Por causa da roda amassada, minha moto vibrava muito. O pneu também estava perdendo pressão. Decidi manter o roteiro original apontando para o norte e ir para Castelo dos Sonhos (PA), passando pela Serra do Cachimbo. Na pequena cidade, encontrei uma lanchonete, onde matei a fome e puxei conversa com um senhor que estava ao meu lado. Reparei que, de vez em quando, ele esfregava as costelas, visivelmente incomodado. Perguntei a razão daquilo e ele me contou uma história de arrepiar os cabelos: o homem fora baleado recentemente. “A gente não pode permitir que um sujeito bata na filha da gente, não é? Dei um jeito nele. Agora, não está mais aqui para contar a história. Mas o diacho é que ele me feriu”! Eu vivenciava a realidade de um dos rincões mais esquecidos do Brasil, muito diferente do meu cotidiano.

QUE VENHA SINOP!

No dia seguinte, ao amanhecer, eu planejava partir rumo à cidade de Sinop (PA) – seriam 442 km até lá. Mas decidi mudar o roteiro e esticar até Cuiabá (MT), ou seja, fiz 920 km em um dia. Durante o trajeto, tive que calibrar o pneu umas cinco vezes, já que ele vazava. Cheguei à noitinha, exausto, e fui para o Getúllio Hotel, pretendendo dormir até o dia clarear, quando poderia ir atrás do conserto da roda. Eu tinha um bom motivo para me preocupar, já que havia combinado de encontrar meu filho no aeroporto de Cuiabá. Ele viria de avião para compartilhar parte da viagem comigo. Foram dois dias para comprar as peças e consertar a moto.

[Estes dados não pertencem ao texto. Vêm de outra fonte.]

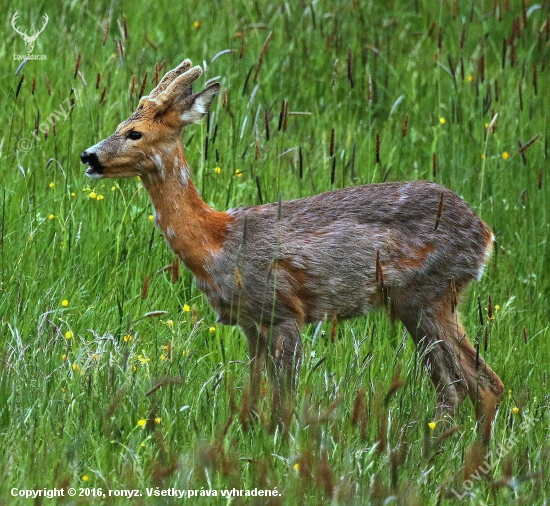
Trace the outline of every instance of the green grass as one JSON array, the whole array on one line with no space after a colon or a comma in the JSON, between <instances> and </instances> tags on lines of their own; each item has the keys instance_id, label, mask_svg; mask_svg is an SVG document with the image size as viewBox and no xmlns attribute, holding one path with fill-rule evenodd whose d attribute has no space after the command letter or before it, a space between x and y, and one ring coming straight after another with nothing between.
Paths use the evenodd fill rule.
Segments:
<instances>
[{"instance_id":1,"label":"green grass","mask_svg":"<svg viewBox=\"0 0 550 506\"><path fill-rule=\"evenodd\" d=\"M361 183L430 179L489 223L495 254L464 297L462 313L472 339L487 333L484 356L507 391L490 450L513 447L494 458L488 476L472 481L464 501L550 500L550 10L547 3L525 2L522 9L506 0L473 5L10 7L19 10L23 30L40 26L44 13L49 24L34 49L47 59L28 62L15 77L20 61L13 54L25 45L10 26L12 10L0 42L0 504L29 504L11 496L13 487L139 489L144 497L132 504L154 503L146 489L155 487L281 494L233 504L453 504L459 501L451 490L464 490L464 466L475 472L483 461L469 403L457 432L434 444L427 428L435 408L431 383L403 326L382 313L340 323L335 342L330 322L305 329L287 431L271 423L269 388L260 420L241 416L244 337L231 327L210 331L215 315L189 272L182 269L176 283L158 272L172 254L149 220L141 183L92 181L79 163L82 150L131 113L145 74L148 93L157 64L165 64L163 73L185 57L207 64L197 88L220 76L226 96L225 107L222 98L212 107L209 132L203 122L184 135L194 181L216 209L259 203L257 182L263 201L273 202ZM211 62L226 49L234 52ZM74 108L67 119L58 117L54 132L47 118L70 100ZM279 130L283 101L290 114ZM48 134L38 131L37 139L41 123ZM520 153L518 141L535 136ZM499 309L480 324L477 298L485 308L489 296ZM146 317L151 311L166 314ZM405 384L384 403L399 371ZM128 504L77 499L58 502Z\"/></svg>"}]
</instances>

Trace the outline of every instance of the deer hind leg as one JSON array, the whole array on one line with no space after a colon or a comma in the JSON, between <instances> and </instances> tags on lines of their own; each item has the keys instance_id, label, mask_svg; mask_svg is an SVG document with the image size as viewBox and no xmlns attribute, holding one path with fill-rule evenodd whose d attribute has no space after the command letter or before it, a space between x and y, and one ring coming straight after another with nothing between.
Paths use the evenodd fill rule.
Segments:
<instances>
[{"instance_id":1,"label":"deer hind leg","mask_svg":"<svg viewBox=\"0 0 550 506\"><path fill-rule=\"evenodd\" d=\"M485 427L490 428L504 392L504 385L468 341L458 321L457 326L455 353L459 358L462 374L468 383L468 395L475 407L476 418L483 420Z\"/></svg>"},{"instance_id":2,"label":"deer hind leg","mask_svg":"<svg viewBox=\"0 0 550 506\"><path fill-rule=\"evenodd\" d=\"M407 300L414 299L409 294ZM410 302L396 303L394 311L411 334L431 376L437 393L437 419L453 417L470 396L477 418L485 417L491 424L504 387L481 356L476 360L450 300L442 298L424 309L412 307Z\"/></svg>"}]
</instances>

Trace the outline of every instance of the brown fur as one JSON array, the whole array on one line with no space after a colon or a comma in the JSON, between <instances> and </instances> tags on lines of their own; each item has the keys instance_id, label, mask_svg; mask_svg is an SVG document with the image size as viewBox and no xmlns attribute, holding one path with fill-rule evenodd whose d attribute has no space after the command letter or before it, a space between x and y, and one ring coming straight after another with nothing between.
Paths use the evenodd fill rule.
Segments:
<instances>
[{"instance_id":1,"label":"brown fur","mask_svg":"<svg viewBox=\"0 0 550 506\"><path fill-rule=\"evenodd\" d=\"M437 417L465 397L490 426L503 384L465 336L460 291L480 275L492 233L451 191L415 181L358 186L300 200L209 208L193 185L181 129L198 122L219 91L198 94L200 68L168 72L109 138L82 153L91 177L140 175L156 225L218 313L238 324L251 357L251 408L267 367L275 397L301 362L304 323L385 307L411 334L434 384ZM134 135L135 133L139 135Z\"/></svg>"}]
</instances>

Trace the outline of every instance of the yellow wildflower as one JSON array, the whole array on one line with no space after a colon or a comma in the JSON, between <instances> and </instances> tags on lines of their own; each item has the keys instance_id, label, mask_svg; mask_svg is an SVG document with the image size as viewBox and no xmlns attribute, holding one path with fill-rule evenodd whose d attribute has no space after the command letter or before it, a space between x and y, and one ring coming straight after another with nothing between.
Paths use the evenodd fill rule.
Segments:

Feito isto, relaxei e fui ao encontro do meu filho. Pegamos a estrada juntos até a Chapada dos Guimarães e, mais tarde, nos hospedamos na Pousada Cambará, que era um pouco afastada do “centrinho” da cidade. Visitamos o Parque da Chapada e tomamos um banho de cachoeira. Depois, fomos conhecer a cachoeira do “Véu da Noiva”, formada pelo Rio Coxipó e com 86 metros de queda livre, para, em seguida, admirarmos o pôr-do-sol no “Mirante Alto do Céu”, considerado um dos três pontos mais bonitos do país para a ocasião. Dali, temos uma vista completa de Cuiabá. Fizemos nossos passeios e uma boa refeição à noite. Eu tinha planos de conhecer ainda mais os arredores na manhã seguinte – até descobrir que faltava um raio na roda traseira da moto!

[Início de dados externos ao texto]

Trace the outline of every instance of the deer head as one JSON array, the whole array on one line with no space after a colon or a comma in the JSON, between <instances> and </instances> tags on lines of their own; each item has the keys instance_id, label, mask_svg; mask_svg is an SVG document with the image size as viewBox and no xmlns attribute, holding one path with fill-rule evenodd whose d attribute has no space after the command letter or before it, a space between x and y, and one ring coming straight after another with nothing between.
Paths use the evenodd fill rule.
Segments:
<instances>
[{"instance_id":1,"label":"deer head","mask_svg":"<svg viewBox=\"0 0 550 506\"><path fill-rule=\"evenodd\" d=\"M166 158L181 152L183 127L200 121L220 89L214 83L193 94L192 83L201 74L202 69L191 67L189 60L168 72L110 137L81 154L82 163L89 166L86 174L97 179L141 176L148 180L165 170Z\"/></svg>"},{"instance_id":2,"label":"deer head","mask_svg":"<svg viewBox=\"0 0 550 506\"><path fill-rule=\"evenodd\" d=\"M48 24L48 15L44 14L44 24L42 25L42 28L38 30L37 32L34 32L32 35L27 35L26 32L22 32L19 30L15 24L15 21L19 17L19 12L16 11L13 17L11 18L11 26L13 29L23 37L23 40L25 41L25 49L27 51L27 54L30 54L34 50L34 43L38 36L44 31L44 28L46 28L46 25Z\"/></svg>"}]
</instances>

Precisei retornar a Cuiabá para resolver o problema. Só depois seguimos na direção de Bonito (MS). Eu e meu filho percorremos 563 km da Chapada dos Guimarães até São Gabriel do Oeste (MS). Dormimos em um hotel de beira de estrada e, no dia seguinte, andamos 449 km até Bonito. Chegamos por volta das 13h e nos hospedamos na Eco Pousada Villa Verde. Entre os passeios que fizemos por lá, destaco o “Buraco das Araras”, considerada a maior “dolina” da América Latina, com 127 m de profundidade e 500 m de diâmetro. Avistamos uma grande concentração de araras vermelhas nos paredões rochosos e avermelhados, formando pares e construindo ninhos.

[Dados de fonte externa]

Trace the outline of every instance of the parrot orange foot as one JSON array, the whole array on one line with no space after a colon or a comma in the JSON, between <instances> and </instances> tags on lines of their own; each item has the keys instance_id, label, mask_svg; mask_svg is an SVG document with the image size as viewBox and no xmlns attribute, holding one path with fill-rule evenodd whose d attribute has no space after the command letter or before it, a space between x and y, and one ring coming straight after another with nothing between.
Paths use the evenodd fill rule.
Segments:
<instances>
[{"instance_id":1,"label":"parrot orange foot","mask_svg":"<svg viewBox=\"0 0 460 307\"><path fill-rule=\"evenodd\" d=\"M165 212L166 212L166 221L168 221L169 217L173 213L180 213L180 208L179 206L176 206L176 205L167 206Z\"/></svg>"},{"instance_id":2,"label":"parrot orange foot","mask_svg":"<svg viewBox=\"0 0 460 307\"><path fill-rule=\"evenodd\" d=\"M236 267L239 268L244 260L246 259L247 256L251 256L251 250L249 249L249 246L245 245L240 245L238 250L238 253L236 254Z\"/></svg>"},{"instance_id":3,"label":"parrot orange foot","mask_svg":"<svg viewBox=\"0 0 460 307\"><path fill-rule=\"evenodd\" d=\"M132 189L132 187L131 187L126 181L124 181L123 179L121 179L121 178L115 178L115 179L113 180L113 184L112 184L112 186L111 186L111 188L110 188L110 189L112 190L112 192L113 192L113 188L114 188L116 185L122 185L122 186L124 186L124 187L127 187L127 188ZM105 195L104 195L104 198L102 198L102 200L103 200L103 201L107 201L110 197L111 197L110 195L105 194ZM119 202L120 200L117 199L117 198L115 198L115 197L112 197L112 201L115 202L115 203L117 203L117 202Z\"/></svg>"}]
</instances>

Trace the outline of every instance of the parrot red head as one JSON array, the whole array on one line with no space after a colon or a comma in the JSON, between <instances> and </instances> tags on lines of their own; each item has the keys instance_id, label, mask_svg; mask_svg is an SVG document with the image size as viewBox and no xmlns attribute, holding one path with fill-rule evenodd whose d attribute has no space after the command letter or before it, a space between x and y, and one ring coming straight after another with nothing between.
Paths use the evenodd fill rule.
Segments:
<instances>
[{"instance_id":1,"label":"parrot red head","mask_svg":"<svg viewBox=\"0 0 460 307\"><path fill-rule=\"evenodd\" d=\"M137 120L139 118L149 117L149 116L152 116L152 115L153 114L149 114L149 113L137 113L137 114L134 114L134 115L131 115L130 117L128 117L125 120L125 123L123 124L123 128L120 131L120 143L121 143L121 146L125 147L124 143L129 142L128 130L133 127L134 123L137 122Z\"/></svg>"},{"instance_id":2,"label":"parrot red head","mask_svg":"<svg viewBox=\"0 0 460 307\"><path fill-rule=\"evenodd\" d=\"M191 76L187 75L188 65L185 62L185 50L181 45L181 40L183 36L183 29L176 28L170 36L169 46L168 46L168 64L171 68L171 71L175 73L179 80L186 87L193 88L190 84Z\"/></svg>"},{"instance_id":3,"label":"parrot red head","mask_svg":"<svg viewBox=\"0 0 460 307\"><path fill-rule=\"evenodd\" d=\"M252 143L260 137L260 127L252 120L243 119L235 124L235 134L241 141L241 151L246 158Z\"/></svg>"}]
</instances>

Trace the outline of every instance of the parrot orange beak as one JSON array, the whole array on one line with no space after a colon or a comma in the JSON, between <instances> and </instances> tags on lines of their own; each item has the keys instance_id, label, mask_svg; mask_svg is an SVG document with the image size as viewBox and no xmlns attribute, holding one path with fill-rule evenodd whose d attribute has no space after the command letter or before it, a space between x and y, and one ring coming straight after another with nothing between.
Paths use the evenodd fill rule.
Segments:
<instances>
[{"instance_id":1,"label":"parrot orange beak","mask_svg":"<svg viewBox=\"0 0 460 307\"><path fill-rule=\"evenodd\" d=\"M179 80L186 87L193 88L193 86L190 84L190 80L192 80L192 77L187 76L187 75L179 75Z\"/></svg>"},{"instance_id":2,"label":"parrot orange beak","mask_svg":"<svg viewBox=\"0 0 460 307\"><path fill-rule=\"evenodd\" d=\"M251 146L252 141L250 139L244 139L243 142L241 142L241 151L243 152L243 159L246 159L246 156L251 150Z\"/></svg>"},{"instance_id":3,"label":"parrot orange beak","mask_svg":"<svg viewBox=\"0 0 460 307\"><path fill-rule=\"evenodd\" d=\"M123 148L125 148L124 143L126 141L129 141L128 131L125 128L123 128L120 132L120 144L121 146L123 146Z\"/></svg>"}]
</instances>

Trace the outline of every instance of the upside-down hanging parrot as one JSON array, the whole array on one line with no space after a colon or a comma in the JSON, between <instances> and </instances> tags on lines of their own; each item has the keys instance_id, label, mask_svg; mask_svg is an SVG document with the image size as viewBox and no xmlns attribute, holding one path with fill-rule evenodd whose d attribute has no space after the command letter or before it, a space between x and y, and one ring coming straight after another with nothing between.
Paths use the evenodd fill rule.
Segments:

No dia seguinte, fizemos um passeio de flutuação pelo Rio Sucuri. Vimos a nascente do rio e suas águas translúcidas, que refletem uma cor meio azulada, onde existem diversas espécies de peixes. Para chegar lá, foi preciso entrar em uma fazenda (propriedade privada). Todos esses passeios são pagos e feitos com guias e devem ser reservados com antecedência. A 8 km de Bonito, é possível visitar a gruta de São Mateus. Ao lado dela, há um pequeno museu (Kadiwéu) com animais típicos da região, empalhados, além de objetos que remetem à história da região. À noite, fomos conhecer o aquário da cidade. Deixamos para o último dia a visita à Lagoa Misteriosa, com suas águas cristalinas e seus mais de 220 m de profundidade. Mergulhei e pude sentir sua aprazível temperatura de 22 graus.

Encerrei o passeio com um jantar especial: pirarucu ensopado, no simpático restaurante “Casa do João”, lugar com uma bela decoração e uma lojinha de artesanato com produtos típicos. Na manhã seguinte, me despedi de meu filho, deixando-o no aeroporto de Bonito. Dali, parti sozinho, apontando a proa para Jundiaí e percorrendo 1.176 km até chegar em casa. No total rodei 6.344 km em 12 dias. Compartilhando essa experiência com meus colegas de trabalho e outras pessoas não acostumadas com viagens de motos, fui chamado de louco por ter atravessado a reserva do Xingu completamente sozinho. Louco, eu? Sim – por motos! Mal posso esperar por minha próxima viagem!